# Potential energy difference related qs

1. Aug 10, 2014

### tecnics

in bringing a test charge (+q ) from a postion to another in an electric field of another charge +Q an external force , F is applied which is just as same as the electric force, F(electric)

how is this possible????

doesnt an unbalanced force be required to...bring about this process?

note: there is repulsive force between the charges...

can anyone explain to me about what is happening here??

2. Aug 10, 2014

### Hardik Batra

I think....

The force is applied is slightly greater than the electric force but not exactly equal.

But there is not much difference between this two.

so we take applied force equal to electric force.

3. Aug 10, 2014

### sophiecentaur

Work was done to bring about the situation you describe - in the same way that work is down when lifting something against gravity. If you are worried about the 'extra' force, needed to get things going (moving) then, if the field is conservative, this extra force is only there at the start and then F can be reduced near the end of the ride. In a practical situation there would be a small amount of Kinetic Energy in whatever it is that's carrying the charge but it all goes into the Potential Energy at the end.
The simple scenario would be to consider the process being carried out infinitely slowly but the speed doesn't actually matter.

4. Aug 10, 2014

### Staff: Mentor

If there are no other forces besides the electric force and the force that you exert in order to move or hold the charge:

1. Imagine holding the charge stationary at its original position. The net force is zero.

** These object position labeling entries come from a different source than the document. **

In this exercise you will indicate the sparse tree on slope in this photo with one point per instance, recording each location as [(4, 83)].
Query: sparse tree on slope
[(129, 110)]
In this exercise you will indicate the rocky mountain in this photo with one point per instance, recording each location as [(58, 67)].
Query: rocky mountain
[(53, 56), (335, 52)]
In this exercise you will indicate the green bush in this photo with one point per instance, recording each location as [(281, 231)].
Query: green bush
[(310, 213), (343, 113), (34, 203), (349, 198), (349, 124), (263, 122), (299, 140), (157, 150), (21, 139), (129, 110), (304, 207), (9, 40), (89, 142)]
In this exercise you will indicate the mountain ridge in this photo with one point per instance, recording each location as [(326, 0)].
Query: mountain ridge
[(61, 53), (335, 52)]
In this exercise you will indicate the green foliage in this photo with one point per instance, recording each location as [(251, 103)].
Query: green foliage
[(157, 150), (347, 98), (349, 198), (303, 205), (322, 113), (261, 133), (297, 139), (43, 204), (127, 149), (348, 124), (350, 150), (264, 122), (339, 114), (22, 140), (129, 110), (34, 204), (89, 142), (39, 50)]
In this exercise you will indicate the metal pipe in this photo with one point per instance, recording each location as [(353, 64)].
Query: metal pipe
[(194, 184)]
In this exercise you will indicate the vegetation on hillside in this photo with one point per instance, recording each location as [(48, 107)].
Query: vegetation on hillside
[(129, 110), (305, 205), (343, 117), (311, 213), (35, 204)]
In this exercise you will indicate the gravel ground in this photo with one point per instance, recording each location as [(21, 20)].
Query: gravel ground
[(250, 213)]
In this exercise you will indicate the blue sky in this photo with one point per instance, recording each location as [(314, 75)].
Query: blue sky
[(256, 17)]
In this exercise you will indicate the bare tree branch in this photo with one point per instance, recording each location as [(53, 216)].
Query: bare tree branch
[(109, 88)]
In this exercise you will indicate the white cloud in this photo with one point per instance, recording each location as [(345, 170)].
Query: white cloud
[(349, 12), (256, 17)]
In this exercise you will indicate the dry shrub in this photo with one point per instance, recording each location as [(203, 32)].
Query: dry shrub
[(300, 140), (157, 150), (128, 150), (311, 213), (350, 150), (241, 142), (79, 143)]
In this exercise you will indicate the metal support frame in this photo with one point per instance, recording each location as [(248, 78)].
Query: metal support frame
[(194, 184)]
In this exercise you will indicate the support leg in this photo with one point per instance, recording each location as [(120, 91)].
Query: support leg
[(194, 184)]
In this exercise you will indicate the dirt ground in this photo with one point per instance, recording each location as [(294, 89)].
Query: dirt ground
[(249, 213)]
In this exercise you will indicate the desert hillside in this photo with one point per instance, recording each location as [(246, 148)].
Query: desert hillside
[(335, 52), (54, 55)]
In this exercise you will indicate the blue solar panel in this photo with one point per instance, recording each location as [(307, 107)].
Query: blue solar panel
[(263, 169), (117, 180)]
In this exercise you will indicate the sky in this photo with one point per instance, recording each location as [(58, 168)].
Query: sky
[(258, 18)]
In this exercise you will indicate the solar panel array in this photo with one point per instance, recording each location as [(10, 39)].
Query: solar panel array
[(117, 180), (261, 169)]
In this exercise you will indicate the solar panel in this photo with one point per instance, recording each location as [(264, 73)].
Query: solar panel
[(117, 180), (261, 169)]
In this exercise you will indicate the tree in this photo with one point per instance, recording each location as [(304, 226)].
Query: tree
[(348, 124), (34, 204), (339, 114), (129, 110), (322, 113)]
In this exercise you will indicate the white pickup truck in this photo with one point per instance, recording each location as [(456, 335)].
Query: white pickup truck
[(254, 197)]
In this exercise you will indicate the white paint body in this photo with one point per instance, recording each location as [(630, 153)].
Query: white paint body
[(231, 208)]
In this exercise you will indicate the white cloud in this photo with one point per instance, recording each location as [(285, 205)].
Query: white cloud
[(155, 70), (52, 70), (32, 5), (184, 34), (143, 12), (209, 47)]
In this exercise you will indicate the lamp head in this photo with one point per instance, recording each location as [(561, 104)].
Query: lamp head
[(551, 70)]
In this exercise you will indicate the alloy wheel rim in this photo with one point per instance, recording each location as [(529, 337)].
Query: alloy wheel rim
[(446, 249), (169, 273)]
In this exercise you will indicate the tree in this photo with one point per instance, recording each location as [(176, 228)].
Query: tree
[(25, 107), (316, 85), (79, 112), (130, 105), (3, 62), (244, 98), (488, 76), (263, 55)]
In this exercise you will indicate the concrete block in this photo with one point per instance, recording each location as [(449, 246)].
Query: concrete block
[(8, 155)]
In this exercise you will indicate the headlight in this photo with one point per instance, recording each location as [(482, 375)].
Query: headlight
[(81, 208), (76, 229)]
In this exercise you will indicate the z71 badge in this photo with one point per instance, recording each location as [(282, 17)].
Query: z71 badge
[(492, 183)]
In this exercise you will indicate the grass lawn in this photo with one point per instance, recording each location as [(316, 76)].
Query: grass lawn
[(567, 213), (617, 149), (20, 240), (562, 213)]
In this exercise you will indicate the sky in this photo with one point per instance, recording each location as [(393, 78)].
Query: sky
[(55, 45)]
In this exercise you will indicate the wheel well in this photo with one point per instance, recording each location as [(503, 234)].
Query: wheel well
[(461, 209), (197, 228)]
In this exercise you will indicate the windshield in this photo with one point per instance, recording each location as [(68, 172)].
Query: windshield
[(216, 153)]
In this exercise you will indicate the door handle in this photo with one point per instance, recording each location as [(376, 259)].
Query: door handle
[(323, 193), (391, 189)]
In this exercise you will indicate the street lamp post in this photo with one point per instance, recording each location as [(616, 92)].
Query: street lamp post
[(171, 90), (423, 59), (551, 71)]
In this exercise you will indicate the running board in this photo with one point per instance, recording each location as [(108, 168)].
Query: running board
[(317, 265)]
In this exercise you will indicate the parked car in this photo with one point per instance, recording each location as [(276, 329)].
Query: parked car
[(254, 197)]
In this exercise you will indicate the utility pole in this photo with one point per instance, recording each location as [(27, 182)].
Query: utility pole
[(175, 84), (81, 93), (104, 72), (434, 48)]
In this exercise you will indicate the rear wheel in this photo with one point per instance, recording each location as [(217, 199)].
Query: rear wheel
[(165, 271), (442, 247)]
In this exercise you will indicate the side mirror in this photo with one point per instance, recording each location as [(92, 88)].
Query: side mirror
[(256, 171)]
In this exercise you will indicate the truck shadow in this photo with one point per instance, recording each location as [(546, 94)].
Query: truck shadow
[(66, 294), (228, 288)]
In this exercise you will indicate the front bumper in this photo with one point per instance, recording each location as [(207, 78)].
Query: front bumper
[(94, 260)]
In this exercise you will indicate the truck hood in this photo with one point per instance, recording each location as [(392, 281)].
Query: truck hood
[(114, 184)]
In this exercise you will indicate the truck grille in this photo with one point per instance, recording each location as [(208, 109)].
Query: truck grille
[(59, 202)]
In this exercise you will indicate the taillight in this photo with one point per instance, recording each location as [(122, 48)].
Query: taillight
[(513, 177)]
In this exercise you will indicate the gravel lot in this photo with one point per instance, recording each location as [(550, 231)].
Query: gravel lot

2. Start moving the charge towards its new position. You briefly exert a force that is slightly larger than before, so the net force is nonzero and the charge accelerates.

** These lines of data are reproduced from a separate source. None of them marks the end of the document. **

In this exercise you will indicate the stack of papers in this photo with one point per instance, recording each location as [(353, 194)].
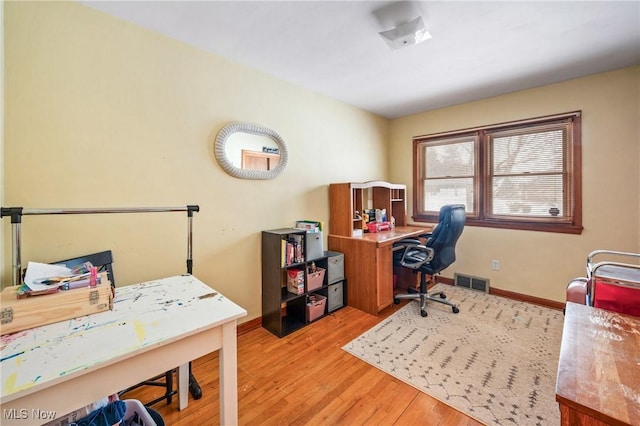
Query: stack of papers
[(46, 277)]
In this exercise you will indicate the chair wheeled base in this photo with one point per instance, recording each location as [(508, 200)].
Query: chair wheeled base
[(424, 296)]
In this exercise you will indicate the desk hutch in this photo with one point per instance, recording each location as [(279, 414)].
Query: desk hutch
[(368, 257)]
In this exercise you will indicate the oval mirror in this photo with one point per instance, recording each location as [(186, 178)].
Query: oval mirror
[(250, 151)]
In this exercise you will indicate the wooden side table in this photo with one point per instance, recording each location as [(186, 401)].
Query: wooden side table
[(599, 368)]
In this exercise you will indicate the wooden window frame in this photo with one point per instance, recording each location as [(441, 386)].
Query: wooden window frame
[(482, 179)]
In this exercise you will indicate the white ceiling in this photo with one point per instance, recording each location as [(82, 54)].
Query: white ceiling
[(479, 49)]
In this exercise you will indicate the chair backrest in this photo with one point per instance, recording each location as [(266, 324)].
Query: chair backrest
[(102, 260), (445, 236)]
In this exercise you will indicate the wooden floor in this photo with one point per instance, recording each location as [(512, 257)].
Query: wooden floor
[(307, 379)]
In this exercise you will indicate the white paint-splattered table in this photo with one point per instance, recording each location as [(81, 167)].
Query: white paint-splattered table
[(154, 326)]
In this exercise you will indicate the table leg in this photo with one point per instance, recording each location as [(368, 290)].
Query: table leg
[(183, 386), (229, 375)]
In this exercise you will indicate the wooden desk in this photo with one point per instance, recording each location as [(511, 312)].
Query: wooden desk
[(599, 369), (368, 265), (154, 327)]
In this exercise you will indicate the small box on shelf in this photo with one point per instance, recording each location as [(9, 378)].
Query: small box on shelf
[(315, 279), (335, 296), (316, 306), (295, 281)]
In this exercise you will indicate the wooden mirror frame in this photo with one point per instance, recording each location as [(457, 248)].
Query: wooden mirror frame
[(254, 129)]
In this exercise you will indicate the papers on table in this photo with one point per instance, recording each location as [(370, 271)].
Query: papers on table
[(44, 276)]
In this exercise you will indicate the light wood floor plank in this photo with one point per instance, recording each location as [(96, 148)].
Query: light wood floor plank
[(307, 379)]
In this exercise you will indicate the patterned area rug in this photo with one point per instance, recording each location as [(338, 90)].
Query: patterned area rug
[(496, 360)]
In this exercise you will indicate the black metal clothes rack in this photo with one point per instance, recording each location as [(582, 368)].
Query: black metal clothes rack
[(16, 213)]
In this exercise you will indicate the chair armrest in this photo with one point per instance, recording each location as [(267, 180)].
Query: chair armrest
[(400, 244), (414, 256)]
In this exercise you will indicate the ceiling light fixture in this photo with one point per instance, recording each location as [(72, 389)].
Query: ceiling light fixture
[(406, 34)]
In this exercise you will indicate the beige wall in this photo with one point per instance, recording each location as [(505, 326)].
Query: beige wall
[(101, 113), (538, 263)]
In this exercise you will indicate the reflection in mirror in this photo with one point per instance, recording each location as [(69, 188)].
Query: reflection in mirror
[(249, 151), (252, 152)]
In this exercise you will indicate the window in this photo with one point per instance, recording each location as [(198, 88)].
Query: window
[(520, 175)]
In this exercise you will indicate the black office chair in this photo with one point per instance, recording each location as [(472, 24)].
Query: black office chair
[(430, 258), (104, 262)]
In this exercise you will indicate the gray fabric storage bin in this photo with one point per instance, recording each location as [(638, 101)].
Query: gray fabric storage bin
[(313, 245), (335, 299), (335, 267)]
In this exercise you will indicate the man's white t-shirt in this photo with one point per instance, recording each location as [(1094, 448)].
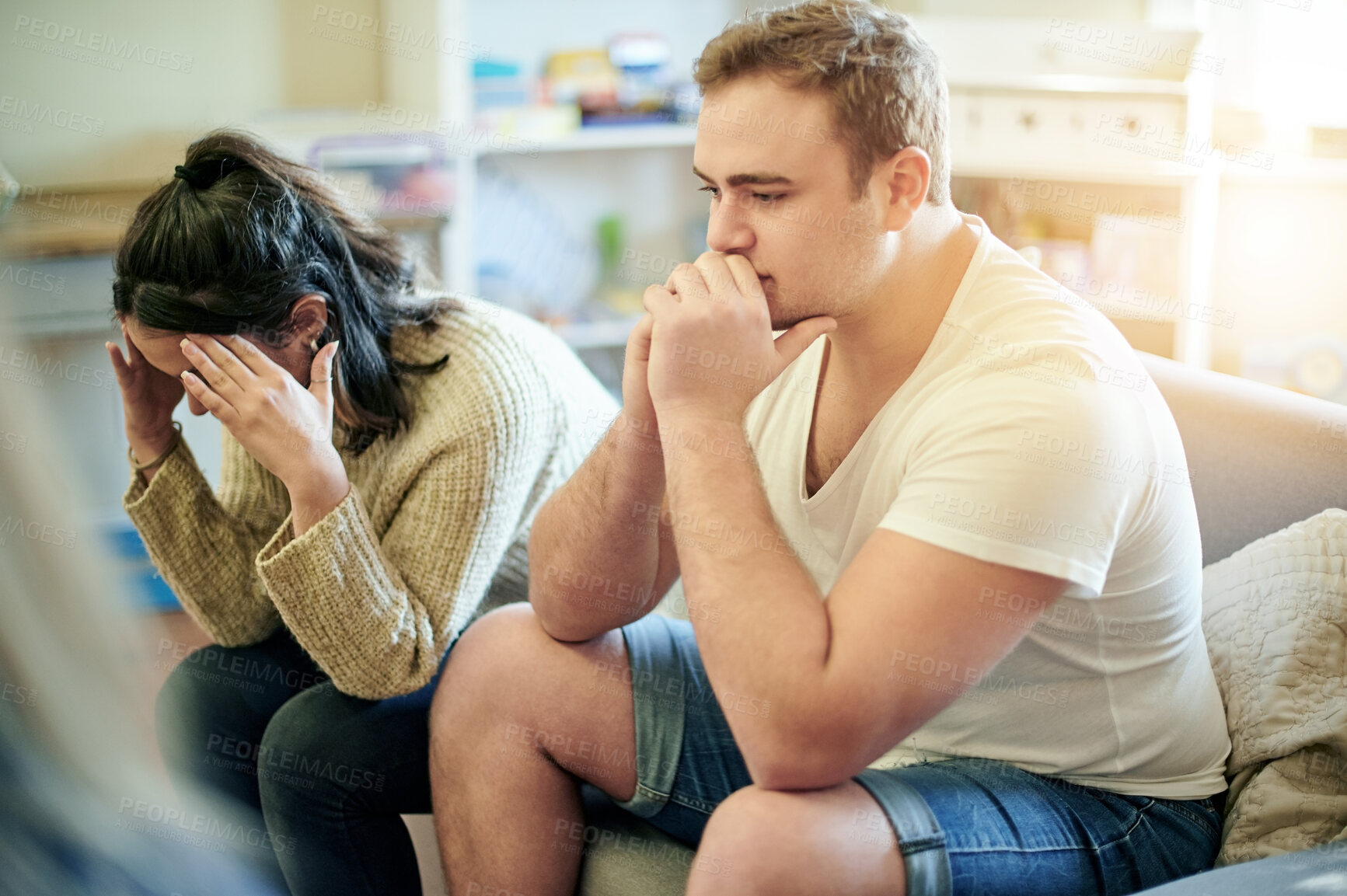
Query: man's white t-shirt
[(1028, 435)]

3. After the charge has started to move, you reduce your force to its original value, so the net force is zero again, and the charge continues to move with constant velocity towards its final position. If the electric force changes along the way, you change your force also, to keep the net force equal to zero.

4. When the charge is close to its final position, you briefly exert a bit of "extra" force in the opposite direction to bring the charge to rest at its final position.

The "extra" forces that you exert in steps 2 and 4 do work that is opposite in sign (positive work in step 2 and negative work in step 4) so they cancel out. The total work that you do during the entire process is equal in magnitude and opposite in sign, to the work done by the electric field.

5. Aug 10, 2014

### sophiecentaur

The point about a conservative field, however, is that you can apply any forces you like on the way from A to B and achieve the displacement in any time you choose. The total work done will always be the same. More force at one time will always be made up for with less force at another time (or even some forces in the 'wrong directions'). All that's required is that the charge is stationary at each end of the process.

6. Aug 10, 2014

### Staff: Mentor

Yes indeed! I was just simplifying the situation to (hopefully) make it easier to grasp. You can make my "extra" forces at the beginning and end as small as you like, and as brief as you like, so long as they "match up" so the charge comes to rest at the end. The process will still work out, and the total work that you do will still equal the change in the charge's potential energy. It will merely take longer for the charge to make the trip.

7. Aug 10, 2014

### sophiecentaur

My additional point was that they can be as Large as you like, too and you still get the same answer.